Interestingly the Eastern Orthodox do not practice Eucharist Devotion in the Roman Catholic manner, despite also reserving the Eucharist, and having presanctified liturgies in Lent and Holy Week (but not on Good Friday), the text of which closely resembled that of the Roman Rite before Pope Pius XII rewrote the Presanctified Mass in 1955 (to the extent that the Eastern Orthodox credit Pope Gregory I, St. Gregory Dialogos as he is known to Orthodox Christians, also known to Catholics and high church Protestants as St. Gregory the Great, who had been a legate of the Roman Church to Constantinople for several years in his youth and was also responsible for sending St. Augustine of Canterbury to Britain to convert the Angles and provide leadership to the isolated British churches, and for providing civil government after the Ostrogoths sacked Rome around 600 and the secular authorities collapsed).
This is one of many instances where Lutheran and Orthodox practice is very similiar.
One of the more striking differences, indeed probably the only really striking difference, is like the Roman Catholic Church, most Lutherans believe that the Real Change of the bread and wine into the body and blood of our Lord occurs with the Words of Institution, whereas the Eastern Orthodox, Oriental Orthodox and the Church of the East believe it happens with the Epiklesis, a prayer invoking the Holy Spirit and asking the Holy Spirit to cause the gifts to become the Body and Blood of our Lord. In contrast to Roman Catholic liturgies, many Lutheran liturgies, but not all (for example, those in the 1978
Lutheran Book of Worship or the version of the Divine Liturgy of St. John Chrysostom used by the Ukrainian Lutheran Church) lack an epiklesis, whereas the ancient Liturgy of Addai and Mari, used by the Assyrian Church of the East, lacks a clearly defined institution narrative, and some Syriac Orthodox liturgies have an Institution Narrative that describes the Words of Institution rather than directly quoting them.
I really love Lutheranism, being of Scandinavian and German descent, although I also love Eastern and Oriental Orthodoxy, Anglicanism, the Church of the East, Methodism and Roman Catholicism. Basically any traditional church with a strong sacramental theology and a focus on liturgical beauty I am all over. Thus my great affection for the ecumenical Traditional Theology forum we have here on CF.com.

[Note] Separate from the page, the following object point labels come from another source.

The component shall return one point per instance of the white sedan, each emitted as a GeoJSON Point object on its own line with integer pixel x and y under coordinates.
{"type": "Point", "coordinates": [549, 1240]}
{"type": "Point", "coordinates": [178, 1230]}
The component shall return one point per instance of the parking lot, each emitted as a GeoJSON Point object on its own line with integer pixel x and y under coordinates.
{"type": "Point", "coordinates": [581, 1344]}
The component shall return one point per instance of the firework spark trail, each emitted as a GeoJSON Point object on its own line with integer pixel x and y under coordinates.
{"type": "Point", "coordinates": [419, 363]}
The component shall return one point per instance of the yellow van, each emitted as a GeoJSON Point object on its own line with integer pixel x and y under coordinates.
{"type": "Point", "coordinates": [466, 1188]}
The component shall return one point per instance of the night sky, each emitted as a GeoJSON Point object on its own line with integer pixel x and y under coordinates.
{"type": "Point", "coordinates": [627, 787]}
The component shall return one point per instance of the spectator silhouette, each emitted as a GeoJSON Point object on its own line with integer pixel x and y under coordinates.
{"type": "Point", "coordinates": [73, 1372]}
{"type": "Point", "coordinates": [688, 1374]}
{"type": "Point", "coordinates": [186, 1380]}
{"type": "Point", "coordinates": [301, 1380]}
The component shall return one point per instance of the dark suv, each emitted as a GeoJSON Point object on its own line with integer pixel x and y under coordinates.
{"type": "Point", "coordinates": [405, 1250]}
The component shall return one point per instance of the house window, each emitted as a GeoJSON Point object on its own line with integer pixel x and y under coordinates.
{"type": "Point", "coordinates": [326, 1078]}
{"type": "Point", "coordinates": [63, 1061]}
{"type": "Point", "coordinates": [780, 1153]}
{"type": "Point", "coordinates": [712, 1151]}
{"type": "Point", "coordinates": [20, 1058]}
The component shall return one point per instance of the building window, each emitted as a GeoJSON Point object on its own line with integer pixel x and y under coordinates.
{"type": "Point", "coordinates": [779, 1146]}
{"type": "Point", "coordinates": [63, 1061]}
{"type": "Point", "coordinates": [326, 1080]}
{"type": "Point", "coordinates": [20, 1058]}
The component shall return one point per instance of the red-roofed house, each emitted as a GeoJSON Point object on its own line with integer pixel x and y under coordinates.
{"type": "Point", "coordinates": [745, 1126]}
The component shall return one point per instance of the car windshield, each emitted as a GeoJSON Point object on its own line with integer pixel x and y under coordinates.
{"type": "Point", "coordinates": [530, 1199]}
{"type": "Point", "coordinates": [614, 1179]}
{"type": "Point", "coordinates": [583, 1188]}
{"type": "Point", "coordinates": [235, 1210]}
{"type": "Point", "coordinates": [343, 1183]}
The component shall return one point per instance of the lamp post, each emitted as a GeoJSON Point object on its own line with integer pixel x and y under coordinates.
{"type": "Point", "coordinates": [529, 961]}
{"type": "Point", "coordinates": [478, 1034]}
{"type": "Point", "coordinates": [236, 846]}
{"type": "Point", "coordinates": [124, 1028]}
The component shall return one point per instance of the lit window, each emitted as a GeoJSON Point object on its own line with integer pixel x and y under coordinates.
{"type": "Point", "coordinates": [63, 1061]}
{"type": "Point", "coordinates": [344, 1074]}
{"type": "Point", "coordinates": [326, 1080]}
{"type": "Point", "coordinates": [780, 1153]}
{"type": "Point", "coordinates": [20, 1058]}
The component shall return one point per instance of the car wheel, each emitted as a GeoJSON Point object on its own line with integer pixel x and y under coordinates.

By the way, the LCMS publishes two of the best hymnals around, the 1941 Lutheran Hymnal and the 2006 Lutheran Service Book. I think
@MarkRohfrietsch recently mentioned to me something about a new traditional language version of the Lutheran Service Book. There is a new WELS hymnal coming out soon which I am looking forward to adding to my collection. I also love the 1959 Lutheran Hymnal and Service Book, published by the ALC, which I believe is sadly disused, although if anyone knows of a parish still using it, I would like to hear about it; this hymnal was the first English language Lutheran hymnal to introduce the Litany of Peace, which is used at the start of the Eastern Orthodox Divine Liturgy and several other services. There is also a new WELS hymnal coming out which I am looking forward to adding to my collection. I also like the 1978 Lutheran Book of Worship but I did not like the 2006 hymnal published by the ELCA, the name of which escapes me.
All of the Lutheran hymnals in English are based at least in part on The Common Service, which was an adaptation of the text of the American (Protestant Episcopal) Book of Common Prayer for Lutheran use, so the public domain 1917 Evangelical Lutheran Hymnary published by the ELS, and the 1941 Lutheran Hymnal published by LCMS, which is still in use in some LCMS and WELS parishes (and possibly some Methodist ones - I noticed it was being sold on Cokesbury alongside the 1989 Methodist hymnal, which I am not a huge fan of compared to its 1965 predecessor, and Cokesbury is known for being a Methodist-oriented vendor of ecclesiastical supplies; they sell very useful reversible stoles, a green and violet stole and a red and white stole, which are useful for field work and chaplaincy, although I regret the lack of reversible stoles in black, gold, blue and rose, which would provide a full set of liturgical colors and also meet the needs of Lutherans and Anglicans who use Sarum Blue in Advent as well as those who use blue on Marian feasts, but it is a Methodist supply house after all, and expecting a complete set of colors in inexpensive reversible stoles is obviously unrealistic).
Of the historic Lutheran hymnals I have seen, the most idiosyncratic and interesting was from the 1940s, published by the Augustana Synod, which is near and dear to me as a Swedish American, in part because by Morfar spent most of his career with them, and then with the LCA, retiring around the same time as ELCA came to be.
And I have a deep affinity for the LCMS as I spent much of my childhood as a member of that church and spent most of my school years in an LCMS parochial school. Those were some happy times.